I’m sure that Nigel is more than up for the challenge.
A hate group with an Orwellian name threatens to sue the Brexit hero.
“They go low, we go high.” “Love trumps hate.” The left, as we learned from the recent presidential campaign, is all about love. And hope. And, naturally, fighting hate.
Thus the name of the British organization Hope Not Hate. I’ve written about it before. It describes itself as an anti-fascist monitoring group, and the mainstream media, with few exceptions, routinely echo this self-description. In fact, however, HnH, founded in 2004, is far from what it pretends to be. Think of it as Britain’s answer to the Southern Poverty Law Center: a vicious smear machine masquerading as a virtuous anti-hate group.

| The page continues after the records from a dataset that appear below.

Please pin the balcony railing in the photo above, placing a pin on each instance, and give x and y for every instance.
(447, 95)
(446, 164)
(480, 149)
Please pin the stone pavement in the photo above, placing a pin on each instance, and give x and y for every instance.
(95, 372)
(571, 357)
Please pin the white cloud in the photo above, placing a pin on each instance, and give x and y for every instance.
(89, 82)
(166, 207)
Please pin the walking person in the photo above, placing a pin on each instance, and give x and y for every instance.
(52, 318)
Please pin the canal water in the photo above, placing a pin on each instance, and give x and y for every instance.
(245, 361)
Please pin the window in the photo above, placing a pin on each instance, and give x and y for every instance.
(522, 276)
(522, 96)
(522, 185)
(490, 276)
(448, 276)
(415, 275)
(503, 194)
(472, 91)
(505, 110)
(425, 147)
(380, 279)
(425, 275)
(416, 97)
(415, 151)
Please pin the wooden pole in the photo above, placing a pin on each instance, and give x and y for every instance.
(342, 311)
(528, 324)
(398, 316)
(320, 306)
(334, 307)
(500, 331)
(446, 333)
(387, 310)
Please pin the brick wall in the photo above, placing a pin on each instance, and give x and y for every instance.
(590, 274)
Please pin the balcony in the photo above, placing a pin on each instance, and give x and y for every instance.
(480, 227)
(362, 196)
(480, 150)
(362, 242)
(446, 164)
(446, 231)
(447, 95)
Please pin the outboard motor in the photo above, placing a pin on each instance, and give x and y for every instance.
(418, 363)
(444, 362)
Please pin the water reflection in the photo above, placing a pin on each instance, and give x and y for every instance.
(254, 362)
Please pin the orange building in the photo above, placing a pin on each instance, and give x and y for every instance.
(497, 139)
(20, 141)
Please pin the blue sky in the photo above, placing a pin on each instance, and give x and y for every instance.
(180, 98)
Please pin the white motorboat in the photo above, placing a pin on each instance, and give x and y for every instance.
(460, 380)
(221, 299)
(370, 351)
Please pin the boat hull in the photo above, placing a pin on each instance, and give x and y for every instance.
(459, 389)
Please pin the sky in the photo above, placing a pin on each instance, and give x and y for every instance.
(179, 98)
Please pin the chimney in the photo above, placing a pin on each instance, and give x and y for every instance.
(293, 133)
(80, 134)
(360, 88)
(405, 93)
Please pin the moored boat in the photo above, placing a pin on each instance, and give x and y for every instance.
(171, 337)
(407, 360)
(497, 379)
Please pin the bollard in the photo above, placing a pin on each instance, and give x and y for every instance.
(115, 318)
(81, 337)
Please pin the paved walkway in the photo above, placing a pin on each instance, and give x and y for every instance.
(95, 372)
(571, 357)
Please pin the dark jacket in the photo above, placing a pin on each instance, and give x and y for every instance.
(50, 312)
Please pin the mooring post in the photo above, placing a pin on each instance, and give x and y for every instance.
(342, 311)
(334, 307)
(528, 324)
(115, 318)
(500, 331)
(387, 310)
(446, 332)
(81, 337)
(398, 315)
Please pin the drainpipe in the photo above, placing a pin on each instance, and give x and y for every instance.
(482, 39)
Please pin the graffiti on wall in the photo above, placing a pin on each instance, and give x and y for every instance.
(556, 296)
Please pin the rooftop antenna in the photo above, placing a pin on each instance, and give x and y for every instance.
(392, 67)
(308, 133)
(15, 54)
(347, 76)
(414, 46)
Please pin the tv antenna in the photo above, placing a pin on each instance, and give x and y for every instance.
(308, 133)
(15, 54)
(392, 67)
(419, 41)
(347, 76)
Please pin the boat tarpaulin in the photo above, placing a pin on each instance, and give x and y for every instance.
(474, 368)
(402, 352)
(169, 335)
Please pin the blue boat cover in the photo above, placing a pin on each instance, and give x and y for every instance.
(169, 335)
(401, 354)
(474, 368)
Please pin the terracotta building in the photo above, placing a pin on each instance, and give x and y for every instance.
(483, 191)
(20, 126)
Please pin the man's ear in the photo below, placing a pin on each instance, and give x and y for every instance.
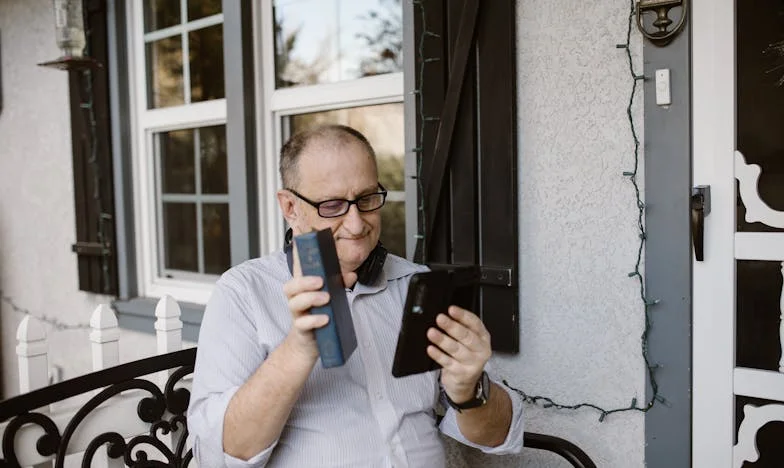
(287, 205)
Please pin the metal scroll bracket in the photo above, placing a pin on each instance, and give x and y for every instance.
(665, 30)
(700, 208)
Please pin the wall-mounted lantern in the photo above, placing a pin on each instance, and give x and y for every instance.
(665, 30)
(70, 36)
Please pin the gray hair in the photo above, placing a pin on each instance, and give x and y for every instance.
(293, 148)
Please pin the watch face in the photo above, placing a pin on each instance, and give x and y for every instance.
(483, 392)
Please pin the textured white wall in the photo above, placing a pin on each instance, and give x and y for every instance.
(37, 269)
(581, 316)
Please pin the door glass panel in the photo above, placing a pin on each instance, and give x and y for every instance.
(758, 314)
(760, 100)
(382, 125)
(768, 438)
(324, 41)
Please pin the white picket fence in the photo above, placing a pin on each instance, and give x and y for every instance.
(117, 414)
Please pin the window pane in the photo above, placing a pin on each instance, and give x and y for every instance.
(393, 227)
(217, 245)
(178, 174)
(383, 126)
(324, 41)
(206, 63)
(159, 14)
(201, 8)
(212, 151)
(164, 73)
(180, 237)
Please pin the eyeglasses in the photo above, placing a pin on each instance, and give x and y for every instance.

It was Hope Not Hate that successfully campaigned to have Robert Spencer and Pamela Geller banned from the U.K. because of their criticism of Islam. It was Hope Not Hate that slandered me and several dozen other critics of Islam in an outrageously mendacious “Counter-Jihad Report” that actually juxtaposed photos of David Horowitz and Geert Wilders with one of Norwegian mass murderer Anders Behring Breivik (complete with gun). It was Hope Not Hate that spent the run-up to the Brexit vote demonizing UKIP, the anti-EU party, which it routinely treated as racist, xenophobic, and neo-Nazi scum.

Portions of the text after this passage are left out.